Seolah mendapat kekuatan dari si mata violet, aku mengucapkan kata-kata yang agak vulgar dengan tampang kalemku. Dia menggertakkan giginya pertanda kesal lalu meninggalkanku. Aku tersenyum penuh kemenangan mengekori wanita itu berjalan menjauhiku sambil menghentak-hentakkan kakinya.

"Terima kasih," ku ucapkan kata itu dengan sangat tulus pada wanita yang telah menolongku itu. Bukannya aku punya kekuatan supernatural sehingga aku tau dia penolongku dan langsung percaya padanya, tapi tidak mungkin kan dia mau menggodaku dengan 'dada' kecil itu? Dan tak mungkin juga dia mau mencuri barang-barangku. Apa dia sanggup berlari sambil membawa tas gitarnya yang hampir sebesar badannya?

"Kau tahu? Kau terlalu lemah tuan, seharusnya kau berucap tegas seperti yang kau lakukan tadi. Tunjukkan bahwa kau tidak suka, dengan ucapanmu. Kau pikir wanita sepertinya mengerti dengan tatapan maut ala pangeranmu? Tidak, dia hanya akan semakin tertantang,"

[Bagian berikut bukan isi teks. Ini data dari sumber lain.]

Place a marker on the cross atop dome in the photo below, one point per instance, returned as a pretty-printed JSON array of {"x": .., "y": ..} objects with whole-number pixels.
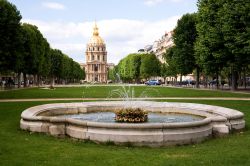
[{"x": 95, "y": 32}]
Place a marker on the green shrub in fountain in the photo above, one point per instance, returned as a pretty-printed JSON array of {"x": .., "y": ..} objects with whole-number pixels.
[{"x": 131, "y": 115}]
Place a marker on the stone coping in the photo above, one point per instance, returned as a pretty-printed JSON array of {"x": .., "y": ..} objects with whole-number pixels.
[{"x": 217, "y": 121}]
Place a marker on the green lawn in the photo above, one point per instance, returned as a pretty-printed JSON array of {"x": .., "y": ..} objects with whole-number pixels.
[
  {"x": 106, "y": 91},
  {"x": 19, "y": 147}
]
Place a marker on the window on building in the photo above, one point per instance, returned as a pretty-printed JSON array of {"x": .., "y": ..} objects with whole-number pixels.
[{"x": 96, "y": 67}]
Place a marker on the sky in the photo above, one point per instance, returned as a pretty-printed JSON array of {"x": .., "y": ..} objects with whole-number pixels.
[{"x": 125, "y": 25}]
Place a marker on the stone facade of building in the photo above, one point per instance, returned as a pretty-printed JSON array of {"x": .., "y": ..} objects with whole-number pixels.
[{"x": 96, "y": 66}]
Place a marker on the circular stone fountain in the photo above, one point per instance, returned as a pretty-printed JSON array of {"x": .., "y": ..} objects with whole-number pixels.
[{"x": 62, "y": 119}]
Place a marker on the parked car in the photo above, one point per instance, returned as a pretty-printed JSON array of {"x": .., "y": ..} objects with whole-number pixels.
[{"x": 153, "y": 82}]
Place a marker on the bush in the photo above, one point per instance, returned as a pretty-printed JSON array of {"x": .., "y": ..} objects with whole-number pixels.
[{"x": 131, "y": 115}]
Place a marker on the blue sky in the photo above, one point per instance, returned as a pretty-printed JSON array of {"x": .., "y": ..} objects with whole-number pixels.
[{"x": 125, "y": 25}]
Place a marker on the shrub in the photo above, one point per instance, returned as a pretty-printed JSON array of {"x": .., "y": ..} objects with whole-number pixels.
[{"x": 131, "y": 115}]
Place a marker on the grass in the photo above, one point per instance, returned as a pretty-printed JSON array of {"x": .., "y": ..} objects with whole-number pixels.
[
  {"x": 18, "y": 147},
  {"x": 105, "y": 92}
]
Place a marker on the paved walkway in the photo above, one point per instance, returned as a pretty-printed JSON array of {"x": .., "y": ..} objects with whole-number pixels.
[{"x": 104, "y": 99}]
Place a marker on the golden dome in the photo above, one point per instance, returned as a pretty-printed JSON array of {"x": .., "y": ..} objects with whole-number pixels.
[{"x": 96, "y": 39}]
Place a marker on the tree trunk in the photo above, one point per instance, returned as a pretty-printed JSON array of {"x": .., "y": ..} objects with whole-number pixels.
[
  {"x": 52, "y": 82},
  {"x": 24, "y": 80},
  {"x": 234, "y": 80},
  {"x": 181, "y": 80},
  {"x": 217, "y": 80},
  {"x": 38, "y": 80},
  {"x": 197, "y": 77},
  {"x": 19, "y": 80},
  {"x": 206, "y": 81},
  {"x": 244, "y": 78}
]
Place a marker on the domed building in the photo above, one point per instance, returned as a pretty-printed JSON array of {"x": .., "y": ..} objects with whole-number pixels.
[{"x": 96, "y": 67}]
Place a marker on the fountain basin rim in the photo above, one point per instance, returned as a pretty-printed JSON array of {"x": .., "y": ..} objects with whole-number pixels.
[{"x": 217, "y": 121}]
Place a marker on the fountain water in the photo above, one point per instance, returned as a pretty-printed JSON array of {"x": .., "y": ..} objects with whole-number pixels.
[{"x": 95, "y": 121}]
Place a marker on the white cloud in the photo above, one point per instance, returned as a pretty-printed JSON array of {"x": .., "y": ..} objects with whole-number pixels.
[
  {"x": 155, "y": 2},
  {"x": 53, "y": 5},
  {"x": 122, "y": 36}
]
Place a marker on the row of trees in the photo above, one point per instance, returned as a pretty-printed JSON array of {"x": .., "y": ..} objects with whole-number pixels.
[
  {"x": 135, "y": 67},
  {"x": 25, "y": 50},
  {"x": 213, "y": 42}
]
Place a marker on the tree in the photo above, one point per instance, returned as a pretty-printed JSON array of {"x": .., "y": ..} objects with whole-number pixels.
[
  {"x": 150, "y": 66},
  {"x": 112, "y": 74},
  {"x": 211, "y": 52},
  {"x": 10, "y": 57},
  {"x": 223, "y": 29},
  {"x": 235, "y": 25},
  {"x": 169, "y": 68},
  {"x": 184, "y": 37},
  {"x": 56, "y": 65}
]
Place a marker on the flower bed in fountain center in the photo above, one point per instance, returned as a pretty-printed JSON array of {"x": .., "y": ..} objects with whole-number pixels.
[{"x": 131, "y": 115}]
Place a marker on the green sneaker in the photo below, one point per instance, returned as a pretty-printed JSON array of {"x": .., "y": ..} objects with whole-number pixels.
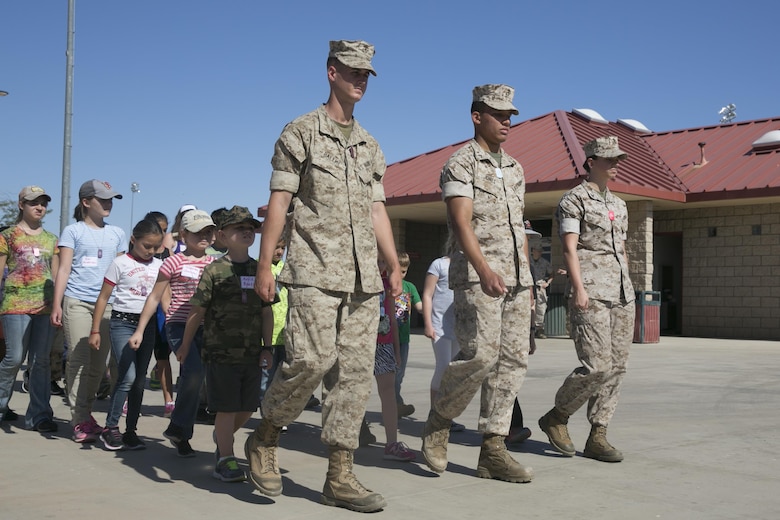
[{"x": 227, "y": 470}]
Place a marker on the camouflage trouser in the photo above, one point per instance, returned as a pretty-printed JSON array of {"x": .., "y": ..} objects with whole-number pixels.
[
  {"x": 493, "y": 334},
  {"x": 602, "y": 336},
  {"x": 329, "y": 337}
]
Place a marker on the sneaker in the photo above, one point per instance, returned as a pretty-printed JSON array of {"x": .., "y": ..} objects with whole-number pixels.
[
  {"x": 183, "y": 448},
  {"x": 56, "y": 389},
  {"x": 154, "y": 381},
  {"x": 174, "y": 433},
  {"x": 517, "y": 435},
  {"x": 111, "y": 438},
  {"x": 405, "y": 410},
  {"x": 9, "y": 415},
  {"x": 227, "y": 470},
  {"x": 83, "y": 433},
  {"x": 132, "y": 442},
  {"x": 46, "y": 426},
  {"x": 398, "y": 451}
]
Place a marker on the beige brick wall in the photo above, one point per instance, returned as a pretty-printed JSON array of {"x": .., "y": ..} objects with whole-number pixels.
[{"x": 730, "y": 276}]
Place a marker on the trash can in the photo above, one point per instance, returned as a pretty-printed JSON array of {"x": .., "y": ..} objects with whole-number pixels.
[
  {"x": 647, "y": 327},
  {"x": 555, "y": 317}
]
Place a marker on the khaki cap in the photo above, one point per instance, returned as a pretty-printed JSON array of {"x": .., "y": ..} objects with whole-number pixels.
[
  {"x": 497, "y": 97},
  {"x": 29, "y": 193},
  {"x": 604, "y": 147},
  {"x": 353, "y": 53}
]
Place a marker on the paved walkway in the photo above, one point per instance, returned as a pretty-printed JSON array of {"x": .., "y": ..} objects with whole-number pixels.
[{"x": 698, "y": 422}]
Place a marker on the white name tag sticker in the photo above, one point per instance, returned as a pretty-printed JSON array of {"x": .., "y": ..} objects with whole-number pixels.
[
  {"x": 89, "y": 261},
  {"x": 247, "y": 282},
  {"x": 190, "y": 271}
]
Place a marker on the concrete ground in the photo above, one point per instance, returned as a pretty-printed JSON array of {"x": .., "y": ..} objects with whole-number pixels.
[{"x": 698, "y": 424}]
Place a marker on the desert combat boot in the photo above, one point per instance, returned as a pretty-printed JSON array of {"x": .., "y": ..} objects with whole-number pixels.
[
  {"x": 342, "y": 488},
  {"x": 436, "y": 436},
  {"x": 599, "y": 448},
  {"x": 260, "y": 451},
  {"x": 495, "y": 462},
  {"x": 553, "y": 423}
]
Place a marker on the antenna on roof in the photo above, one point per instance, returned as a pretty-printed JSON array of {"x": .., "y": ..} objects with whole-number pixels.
[{"x": 728, "y": 113}]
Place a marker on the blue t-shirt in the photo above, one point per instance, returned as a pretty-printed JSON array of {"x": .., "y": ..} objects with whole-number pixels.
[{"x": 93, "y": 252}]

"Wow, wow, aku tak tahu siapa kau. Kau tiba-tiba mengaku sebagai pacarku. Yah, aku tahu itu Cuma sandiwaramu untuk menjauhkannya dariku. Dan aku berterimakasih padamu dengan baik-baik, tapi sekarang kau malah menceramahiku?"

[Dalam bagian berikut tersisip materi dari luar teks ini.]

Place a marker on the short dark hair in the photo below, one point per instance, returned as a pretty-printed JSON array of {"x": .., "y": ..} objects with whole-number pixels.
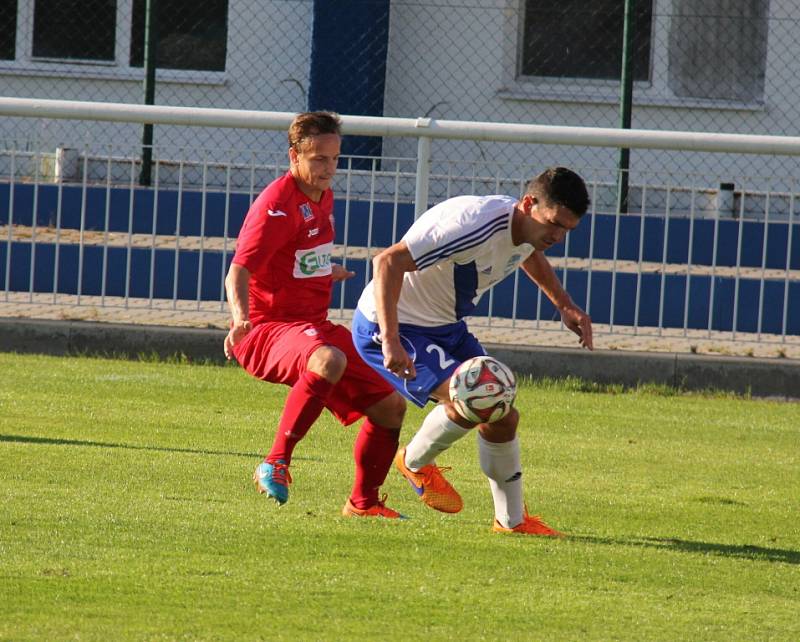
[
  {"x": 312, "y": 123},
  {"x": 561, "y": 186}
]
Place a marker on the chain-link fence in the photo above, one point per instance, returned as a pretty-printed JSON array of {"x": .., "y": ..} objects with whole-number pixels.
[{"x": 717, "y": 65}]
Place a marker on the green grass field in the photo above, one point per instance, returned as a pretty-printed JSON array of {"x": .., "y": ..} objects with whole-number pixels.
[{"x": 128, "y": 513}]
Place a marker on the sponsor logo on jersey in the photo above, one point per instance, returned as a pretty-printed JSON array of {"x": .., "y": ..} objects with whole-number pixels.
[{"x": 313, "y": 261}]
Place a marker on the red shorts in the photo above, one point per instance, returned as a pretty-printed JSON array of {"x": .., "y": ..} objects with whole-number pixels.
[{"x": 278, "y": 352}]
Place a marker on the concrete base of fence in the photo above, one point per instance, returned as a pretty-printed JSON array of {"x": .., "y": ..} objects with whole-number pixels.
[{"x": 758, "y": 377}]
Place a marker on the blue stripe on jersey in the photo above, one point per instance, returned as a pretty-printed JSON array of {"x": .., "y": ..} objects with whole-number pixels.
[
  {"x": 465, "y": 282},
  {"x": 471, "y": 239}
]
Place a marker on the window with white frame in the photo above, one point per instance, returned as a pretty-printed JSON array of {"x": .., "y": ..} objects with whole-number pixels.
[
  {"x": 683, "y": 50},
  {"x": 190, "y": 35}
]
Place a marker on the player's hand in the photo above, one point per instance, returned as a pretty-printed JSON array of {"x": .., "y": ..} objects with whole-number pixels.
[
  {"x": 339, "y": 273},
  {"x": 236, "y": 333},
  {"x": 580, "y": 323},
  {"x": 396, "y": 359}
]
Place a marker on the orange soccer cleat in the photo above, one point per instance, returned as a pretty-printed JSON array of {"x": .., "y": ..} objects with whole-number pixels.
[
  {"x": 378, "y": 510},
  {"x": 531, "y": 525},
  {"x": 431, "y": 486}
]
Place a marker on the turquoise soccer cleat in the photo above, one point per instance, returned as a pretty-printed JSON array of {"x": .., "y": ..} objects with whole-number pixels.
[{"x": 273, "y": 479}]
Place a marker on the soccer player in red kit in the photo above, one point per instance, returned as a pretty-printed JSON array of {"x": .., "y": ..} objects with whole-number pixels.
[{"x": 279, "y": 290}]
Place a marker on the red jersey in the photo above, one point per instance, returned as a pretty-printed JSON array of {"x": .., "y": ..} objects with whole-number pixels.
[{"x": 286, "y": 243}]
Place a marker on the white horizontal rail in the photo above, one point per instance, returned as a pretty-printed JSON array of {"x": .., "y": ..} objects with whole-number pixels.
[{"x": 413, "y": 127}]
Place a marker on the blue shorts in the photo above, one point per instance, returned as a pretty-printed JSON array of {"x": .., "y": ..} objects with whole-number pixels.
[{"x": 436, "y": 352}]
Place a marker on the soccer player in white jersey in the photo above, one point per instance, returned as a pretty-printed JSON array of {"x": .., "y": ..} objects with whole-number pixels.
[{"x": 410, "y": 326}]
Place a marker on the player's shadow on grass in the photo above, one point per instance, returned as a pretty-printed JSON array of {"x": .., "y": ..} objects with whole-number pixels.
[
  {"x": 755, "y": 553},
  {"x": 21, "y": 439}
]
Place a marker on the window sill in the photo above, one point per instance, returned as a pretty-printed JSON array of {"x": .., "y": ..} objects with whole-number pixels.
[
  {"x": 111, "y": 73},
  {"x": 642, "y": 98}
]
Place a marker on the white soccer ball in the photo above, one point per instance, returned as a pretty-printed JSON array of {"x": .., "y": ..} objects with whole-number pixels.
[{"x": 483, "y": 390}]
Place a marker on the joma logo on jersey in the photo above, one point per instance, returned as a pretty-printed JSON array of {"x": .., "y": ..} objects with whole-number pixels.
[{"x": 314, "y": 261}]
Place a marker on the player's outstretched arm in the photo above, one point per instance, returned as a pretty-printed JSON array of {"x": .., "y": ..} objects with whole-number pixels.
[
  {"x": 389, "y": 267},
  {"x": 538, "y": 268},
  {"x": 340, "y": 273},
  {"x": 236, "y": 283}
]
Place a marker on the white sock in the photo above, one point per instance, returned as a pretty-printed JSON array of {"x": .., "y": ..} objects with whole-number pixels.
[
  {"x": 436, "y": 435},
  {"x": 502, "y": 464}
]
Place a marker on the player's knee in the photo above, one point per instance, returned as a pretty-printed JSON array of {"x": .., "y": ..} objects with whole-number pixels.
[
  {"x": 389, "y": 411},
  {"x": 502, "y": 430},
  {"x": 328, "y": 362},
  {"x": 455, "y": 416}
]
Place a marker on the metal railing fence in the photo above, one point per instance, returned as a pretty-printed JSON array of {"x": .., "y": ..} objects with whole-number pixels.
[
  {"x": 77, "y": 229},
  {"x": 714, "y": 65}
]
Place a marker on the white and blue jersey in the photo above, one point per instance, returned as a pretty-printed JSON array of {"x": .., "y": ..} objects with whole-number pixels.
[{"x": 462, "y": 247}]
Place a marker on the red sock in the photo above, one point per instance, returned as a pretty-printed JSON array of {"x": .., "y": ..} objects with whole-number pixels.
[
  {"x": 304, "y": 404},
  {"x": 373, "y": 451}
]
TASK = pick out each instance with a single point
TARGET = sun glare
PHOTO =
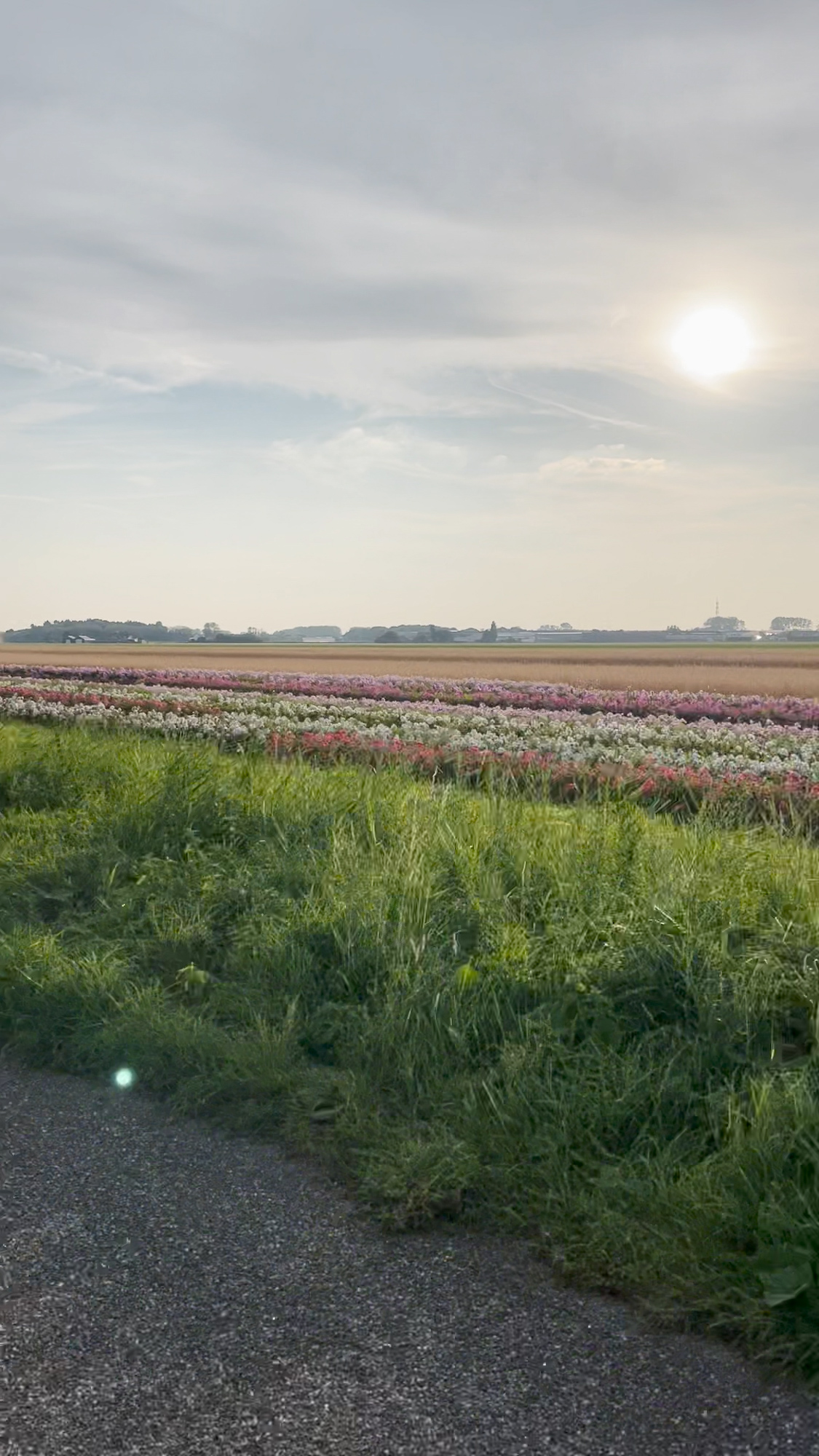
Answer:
(711, 343)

Rasanya aku marah sekali, baru kali ini aku berbicara sepanjang itu. Biasanya aku bisa meredam amarahku dan bersikap tenang. Tapi wanita di sebelahku ini seperti pelatuk, membuatku meledak tak terkendali.

"Aku mengajarimu untuk tak bersikap setengah-setengah tuan berparas pangeran. Kalau kau tidak suka, seharusnya kau ucapkan dengan jelas. Jangan hanya memasang tampang sok garang. Kau tidak tahu betapa terganggunya aku melihat pria sok cool sepertimu?"

Cukup sudah, she is the stranger but now she yells at me?

"Aku tak pernah.." teriakanku terpotong dengan bekapan tangannya. Dengan cepat gadis itu menukar bekapannya yang kasar dengan sentuhan lembut jari telunjuknya di bibirku.

"Sudahlah, bagaimana kalau kita lanjutkan di rumah saja?"

Aku mengernyitkan dahiku tanda tidak mengerti. Kadang nada ucapan wanita ini terdengar kasar dan menekan, tapi sekarang dia berucap mesra dan penuh manja. Dia mendekati telingaku lalu berkata, "Jangan teriak-teriak bodoh, atau kau akan membuat wanita di depan yang masih mengintaimu itu kembali menerkammu,"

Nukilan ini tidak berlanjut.